António Marto, bispo de Leiria-Fátima

António Marto, bispo de Leiria-Fátima. Foto © António Marujo

 

Não houve qualquer imposição das autoridades à hierarquia católica no sentido de limitar ou adiar as celebrações comunitárias. A afirmação é do cardeal António Marto, bispo de Leiria-Fátima, que admite as “saudades” que tem de celebrar em assembleia, mas recusa a ideia de a liberdade religiosa ter sido posta em causa. O Papa Francisco colocou acima de tudo o imperativo moral de salvar vidas, e a suspensão pública das celebrações deu testemunho de “um acto evangélico de amor ao próximo”, diz, numa entrevista ao PontoSJ, portal dos jesuítas portugueses.

Ao mesmo tempo, contesta também a ideia de se querer comungar na boca: a comunhão na mão era o modo próprio de o fazer no cristianismo primitivo, diz: “Cristo disse ‘tomai e comei’, não disse ‘abri a boca’”. Sublinhando que é igualmente digno receber a comunhão na boca e na mão, reconheceu a comoção com que, em alguns momentos, deu a comunhão a mãos calejadas: “são mãos de trabalho, de sacrifício, de doação à família, aos outros… trazem ali as marcas.”

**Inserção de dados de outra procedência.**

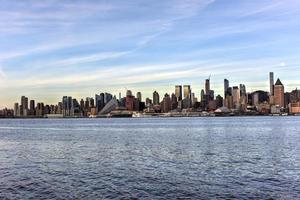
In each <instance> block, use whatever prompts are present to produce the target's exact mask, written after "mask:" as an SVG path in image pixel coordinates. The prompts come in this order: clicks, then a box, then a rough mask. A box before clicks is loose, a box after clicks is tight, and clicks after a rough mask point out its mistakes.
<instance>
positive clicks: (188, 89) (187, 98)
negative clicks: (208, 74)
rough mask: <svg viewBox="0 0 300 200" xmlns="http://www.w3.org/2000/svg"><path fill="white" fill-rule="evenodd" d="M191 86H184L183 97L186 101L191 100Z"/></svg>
mask: <svg viewBox="0 0 300 200" xmlns="http://www.w3.org/2000/svg"><path fill="white" fill-rule="evenodd" d="M191 95H192V92H191V86H190V85H184V86H183V96H184V98H185V99H191Z"/></svg>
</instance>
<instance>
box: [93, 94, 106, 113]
mask: <svg viewBox="0 0 300 200" xmlns="http://www.w3.org/2000/svg"><path fill="white" fill-rule="evenodd" d="M104 97H105V95H104V93H100V95H95V100H96V108H97V110H98V112H99V111H100V110H102V109H103V108H104V106H105V103H104Z"/></svg>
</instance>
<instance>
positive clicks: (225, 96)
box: [224, 79, 229, 98]
mask: <svg viewBox="0 0 300 200" xmlns="http://www.w3.org/2000/svg"><path fill="white" fill-rule="evenodd" d="M228 88H229V81H228V80H227V79H224V98H225V97H226V96H227V91H228Z"/></svg>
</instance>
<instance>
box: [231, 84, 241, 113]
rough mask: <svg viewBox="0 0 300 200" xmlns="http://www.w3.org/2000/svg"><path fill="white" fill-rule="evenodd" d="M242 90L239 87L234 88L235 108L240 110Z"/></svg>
mask: <svg viewBox="0 0 300 200" xmlns="http://www.w3.org/2000/svg"><path fill="white" fill-rule="evenodd" d="M240 97H241V96H240V89H239V87H238V86H234V87H232V100H233V108H235V109H238V108H239V105H240Z"/></svg>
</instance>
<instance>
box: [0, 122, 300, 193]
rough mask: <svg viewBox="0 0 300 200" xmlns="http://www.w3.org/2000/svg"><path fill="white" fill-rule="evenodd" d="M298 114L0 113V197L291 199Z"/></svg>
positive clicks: (297, 139) (297, 164)
mask: <svg viewBox="0 0 300 200" xmlns="http://www.w3.org/2000/svg"><path fill="white" fill-rule="evenodd" d="M299 177H300V118H299V117H241V118H237V117H230V118H165V119H158V118H157V119H58V120H54V119H33V120H31V119H26V120H0V199H2V198H8V199H28V198H33V199H40V198H47V199H50V198H54V199H82V198H85V199H98V198H103V199H122V198H123V199H124V198H125V199H126V198H142V199H159V198H162V199H174V198H181V197H186V198H190V199H208V198H213V199H224V198H239V199H250V198H257V199H268V198H275V199H280V198H282V199H299V198H300V178H299Z"/></svg>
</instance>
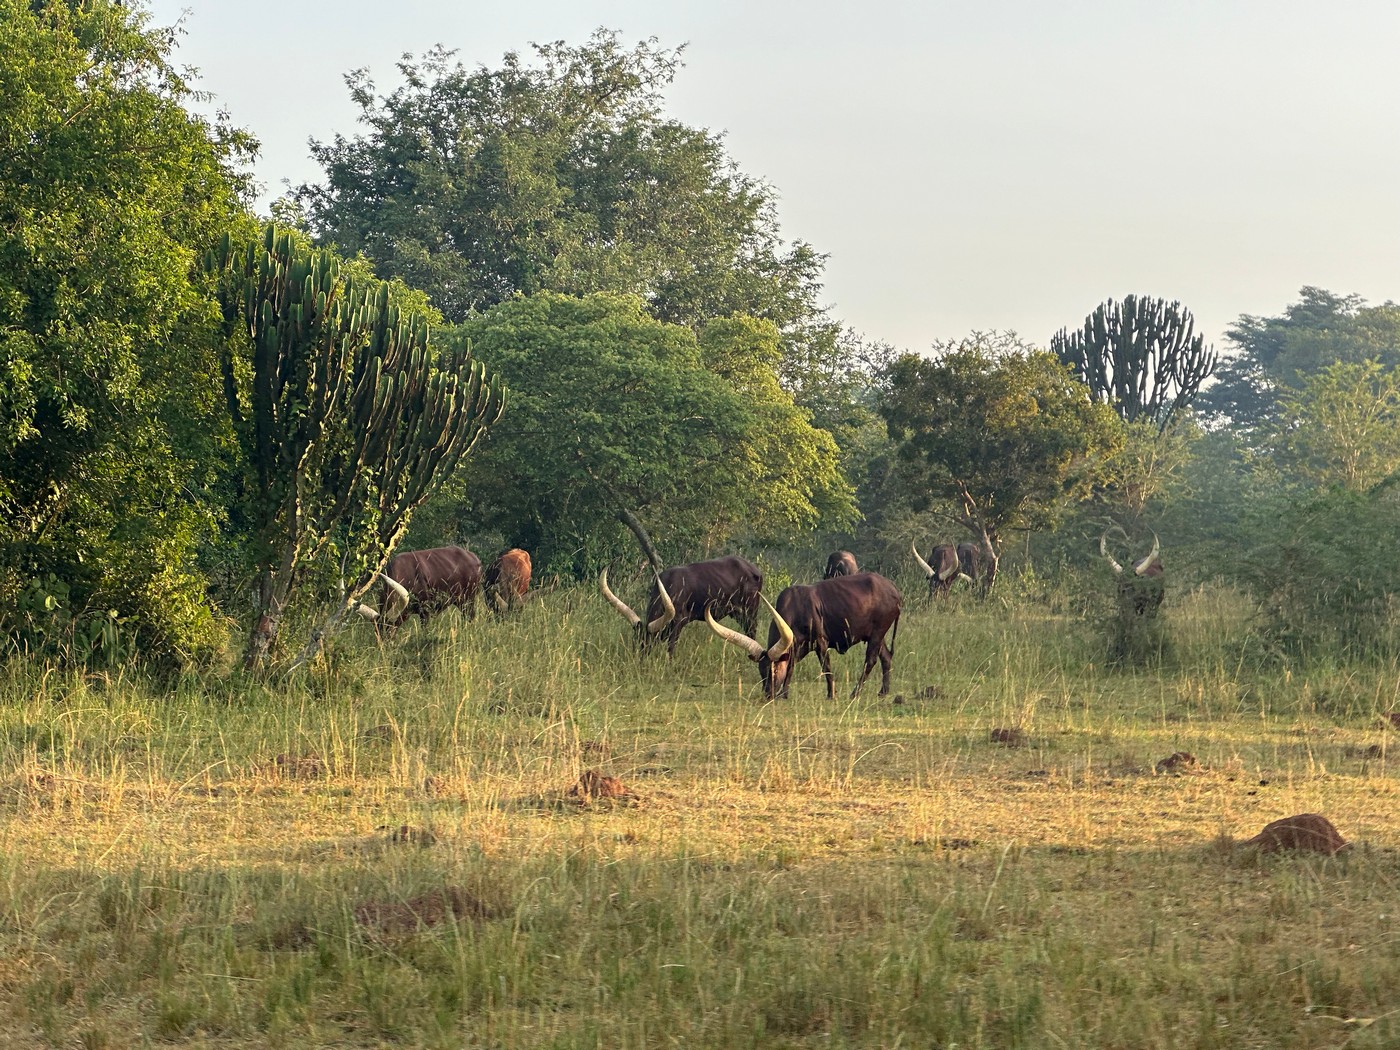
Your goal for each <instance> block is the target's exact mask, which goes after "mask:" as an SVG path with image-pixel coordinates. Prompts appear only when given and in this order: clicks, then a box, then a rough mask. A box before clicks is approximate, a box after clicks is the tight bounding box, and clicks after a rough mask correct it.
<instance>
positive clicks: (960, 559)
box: [910, 543, 973, 598]
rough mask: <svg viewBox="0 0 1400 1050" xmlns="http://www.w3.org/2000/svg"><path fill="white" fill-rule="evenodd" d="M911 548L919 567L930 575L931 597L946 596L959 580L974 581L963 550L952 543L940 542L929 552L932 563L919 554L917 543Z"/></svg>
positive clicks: (929, 576)
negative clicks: (967, 566)
mask: <svg viewBox="0 0 1400 1050" xmlns="http://www.w3.org/2000/svg"><path fill="white" fill-rule="evenodd" d="M969 546H972V545H969ZM910 549H911V550H913V552H914V560H916V561H917V563H918V567H920V568H921V570H924V575H925V577H928V596H930V598H937V596H946V595H948V592H949V591H952V588H953V584H956V582H958V581H959V580H966V581H967V582H969V584H970V582H972V581H973V577H972V575H970V574H969V573H967V571H966V570H965V567H963V561H962V557H960V553H962V552H960V550H959V547H956V546H953V545H952V543H939V545H938V546H937V547H934V549H932V550H930V552H928V557H930V559H931V560H932V564H930V563H928V561H924V559H923V557H920V556H918V545H917V543H914V545H911V547H910Z"/></svg>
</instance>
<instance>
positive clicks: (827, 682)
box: [816, 641, 836, 700]
mask: <svg viewBox="0 0 1400 1050" xmlns="http://www.w3.org/2000/svg"><path fill="white" fill-rule="evenodd" d="M816 658H818V659H819V661H820V662H822V678H825V679H826V699H827V700H834V699H836V675H833V673H832V651H830V650H829V648H827V645H826V643H825V641H819V643H818V644H816Z"/></svg>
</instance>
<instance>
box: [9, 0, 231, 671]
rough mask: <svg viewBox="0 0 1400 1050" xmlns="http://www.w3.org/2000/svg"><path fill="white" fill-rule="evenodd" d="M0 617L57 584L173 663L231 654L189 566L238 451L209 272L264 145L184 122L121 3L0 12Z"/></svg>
mask: <svg viewBox="0 0 1400 1050" xmlns="http://www.w3.org/2000/svg"><path fill="white" fill-rule="evenodd" d="M0 28H3V41H4V42H3V45H0V609H7V610H8V609H13V608H14V598H15V594H17V592H18V591H20V589H22V588H28V587H31V585H32V582H34V581H36V580H52V581H53V582H55V588H57V585H62V592H63V594H62V603H64V605H66V610H64V612H66V615H67V616H69V617H70V622H71V623H73V624H74V626H80V624H81V623H83V620H84V619H85V617H87V616H97V617H101V619H104V620H105V622H108V623H111V624H119V627H120V630H119V631H115V633H109V634H108V636H106V637H116V634H122V636H125V637H126V640H127V643H129V644H132V647H133V648H136V650H139V651H140V652H141V654H144V655H146V657H147V658H148V659H151V661H153V662H162V664H174V662H179V661H182V659H188V658H192V657H196V655H200V654H203V652H207V651H209V650H210V648H211V647H213V645H214V644H216V643H217V629H216V623H214V620H213V616H211V613H210V609H209V606H207V602H206V599H204V594H203V591H204V588H203V580H202V578H200V574H199V571H197V570H196V566H195V554H196V550H197V547H199V543H200V540H202V538H203V536H206V535H209V532H210V531H211V528H213V514H214V505H213V504H211V503H210V501H207V500H206V498H204V497H206V490H207V486H209V483H210V480H211V476H213V466H211V465H213V463H216V462H217V461H218V459H220V456H221V454H223V448H224V442H225V441H227V438H228V433H227V428H224V427H221V426H220V424H218V416H217V400H216V396H217V389H218V381H217V353H216V343H217V326H216V323H214V322H216V318H214V316H213V314H211V311H210V307H209V300H207V297H206V294H204V288H203V287H202V283H200V280H199V279H197V277H196V276H195V274H196V272H197V259H199V255H200V253H202V252H203V251H204V249H206V248H207V246H209V245H210V244H211V242H213V241H214V238H216V237H217V235H218V234H220V232H221V231H223V230H225V228H228V227H230V225H232V224H238V223H239V221H242V214H244V203H242V202H244V197H245V195H246V189H248V183H246V178H245V175H242V174H241V167H242V165H244V162H245V161H246V160H248V158H249V157H251V154H252V150H253V148H255V143H253V141H252V140H251V139H249V137H248V136H246V134H244V133H241V132H238V130H235V129H231V127H230V126H227V125H225V123H223V122H209V120H203V119H200V118H196V116H193V115H190V113H189V112H188V111H186V109H185V105H186V102H188V101H189V99H190V97H192V88H190V87H189V84H188V83H186V80H185V78H183V77H182V76H181V74H179V73H178V71H176V70H175V69H174V67H172V66H171V46H172V45H171V36H169V34H168V32H164V31H153V29H148V28H146V25H144V20H143V17H141V15H140V14H136V13H133V11H132V10H129V8H125V7H122V6H120V4H116V3H104V1H102V0H98V1H97V3H91V4H71V3H59V1H55V3H45V1H43V0H36V1H35V3H29V0H0ZM46 598H52V599H53V602H45V603H46V605H53V603H57V602H59V595H57V591H56V589H55V591H52V592H50V594H49V595H46ZM7 626H8V624H7V622H6V616H4V613H0V633H8V630H7Z"/></svg>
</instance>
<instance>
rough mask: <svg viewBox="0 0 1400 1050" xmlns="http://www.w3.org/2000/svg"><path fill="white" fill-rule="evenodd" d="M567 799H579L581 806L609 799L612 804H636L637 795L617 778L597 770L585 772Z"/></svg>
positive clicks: (589, 770) (616, 777)
mask: <svg viewBox="0 0 1400 1050" xmlns="http://www.w3.org/2000/svg"><path fill="white" fill-rule="evenodd" d="M566 797H567V798H573V799H577V801H578V802H580V805H588V804H589V802H595V801H602V799H608V801H610V802H636V801H637V794H636V792H634V791H631V790H629V788H627V785H626V784H623V783H622V781H620V780H617V777H609V776H608V774H605V773H599V771H598V770H595V769H589V770H584V773H582V776H580V777H578V783H577V784H574V785H573V787H571V788H568V791H567V792H566Z"/></svg>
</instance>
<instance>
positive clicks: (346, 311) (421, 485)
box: [206, 224, 504, 671]
mask: <svg viewBox="0 0 1400 1050" xmlns="http://www.w3.org/2000/svg"><path fill="white" fill-rule="evenodd" d="M206 266H207V269H209V270H210V273H213V274H216V276H217V279H218V300H220V304H221V307H223V315H224V323H225V332H227V336H228V343H227V346H228V353H227V356H225V358H224V389H225V393H227V407H228V414H230V417H231V419H232V423H234V428H235V431H237V434H238V437H239V441H241V448H242V455H244V462H245V463H246V465H248V475H249V476H248V482H246V484H245V493H246V503H248V511H246V514H248V519H249V521H251V522H252V525H253V536H255V543H256V546H255V561H256V570H258V608H256V617H255V623H253V627H252V631H251V633H249V637H248V648H246V652H245V666H248V668H249V669H253V671H259V669H262V668H265V666H266V662H267V658H269V652H270V650H272V647H273V644H274V643H276V640H277V634H279V630H280V626H281V619H283V613H284V610H286V608H287V603H288V602H290V599H291V595H293V588H294V587H295V584H297V580H298V575H300V574H301V573H302V568H304V566H307V564H308V563H311V561H314V560H315V559H316V557H319V556H321V554H322V553H325V552H326V550H328V549H330V547H332V546H333V545H335V543H336V542H337V540H339V542H340V545H342V547H343V550H342V559H343V560H349V559H351V557H353V559H356V563H357V567H358V568H360V571H358V573H357V574H356V575H357V582H356V585H354V587H351V588H349V589H347V591H346V594H344V595H343V596H342V601H340V603H339V608H337V609H336V610H335V612H333V613H332V616H330V619H329V620H328V623H326V624H323V627H322V629H319V630H318V631H315V633H314V634H312V637H311V641H309V643H308V647H307V650H304V651H302V654H301V657H298V659H297V661H295V662H302V661H304V659H305V658H309V657H311V655H314V654H315V652H316V651H318V648H319V645H321V643H322V640H323V638H325V637H326V634H328V633H329V631H330V630H335V627H336V626H337V624H339V623H340V620H342V619H343V617H344V616H346V615H347V613H349V612H350V610H351V609H353V608H354V606H356V603H357V602H358V598H360V596H361V595H363V594H364V592H365V591H367V589H368V588H370V587H371V584H372V582H374V580H375V577H377V575H378V573H379V571H382V568H384V566H385V563H386V561H388V559H389V556H391V554H392V553H393V549H395V547H396V546H398V543H399V540H400V539H402V538H403V532H405V529H406V528H407V525H409V519H410V517H412V514H413V511H414V510H416V508H417V507H419V505H420V504H421V503H423V501H424V500H426V498H427V497H428V496H431V493H433V490H434V487H435V486H437V484H438V483H440V482H441V480H442V479H444V477H445V476H448V475H451V472H452V470H454V469H455V468H456V465H458V463H459V462H461V461H462V458H463V456H465V455H466V454H468V452H469V451H470V448H472V445H473V444H475V442H476V440H477V438H479V437H480V435H482V433H483V431H484V430H486V427H489V426H490V424H491V423H494V421H496V420H497V419H498V417H500V414H501V409H503V405H504V400H503V399H504V388H503V386H500V385H498V384H496V382H493V381H491V379H489V378H487V377H486V372H484V370H483V368H482V365H479V364H476V363H473V360H472V354H470V350H469V347H468V344H466V342H465V340H461V339H456V340H452V342H451V343H449V344H448V347H447V350H445V351H437V350H435V349H434V347H431V346H430V343H428V319H427V318H426V316H424V315H421V314H416V312H407V314H405V312H400V311H399V308H398V305H396V304H395V302H393V301H392V298H391V287H389V286H388V284H386V283H384V281H378V280H372V279H371V280H365V279H364V277H361V276H357V274H353V273H343V272H342V266H340V260H339V258H336V255H335V253H333V252H330V251H325V249H319V251H314V249H309V248H308V246H307V245H305V244H304V242H302V241H301V238H300V237H298V235H297V234H294V232H291V231H286V230H279V228H277V227H276V225H273V224H269V225H267V227H266V230H265V231H263V237H262V238H260V239H258V241H252V242H248V244H239V242H237V241H235V239H234V238H231V237H224V238H223V241H221V242H220V245H218V246H217V248H216V249H214V251H211V252H210V253H209V258H207V260H206Z"/></svg>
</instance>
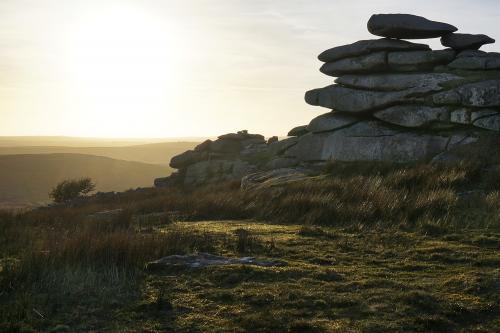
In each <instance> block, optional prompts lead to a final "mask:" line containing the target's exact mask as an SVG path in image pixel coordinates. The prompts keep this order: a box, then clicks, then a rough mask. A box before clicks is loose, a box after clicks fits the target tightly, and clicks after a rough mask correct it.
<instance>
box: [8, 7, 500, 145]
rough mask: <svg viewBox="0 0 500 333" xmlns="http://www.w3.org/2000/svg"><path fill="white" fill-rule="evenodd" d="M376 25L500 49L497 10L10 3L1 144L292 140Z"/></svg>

O bispo de Leiria admite que a Igreja, tal como toda a sociedade, foi surpreendida pela crise pandémica que estamos a viver e, por isso, estava impreparada para responder. A adaptação imediata e “um pouco improvisadamente” foi feita aproveitando tecnologias e criatividade de muitas, diz, quer nos actos de culto, quer nas respostas sociais.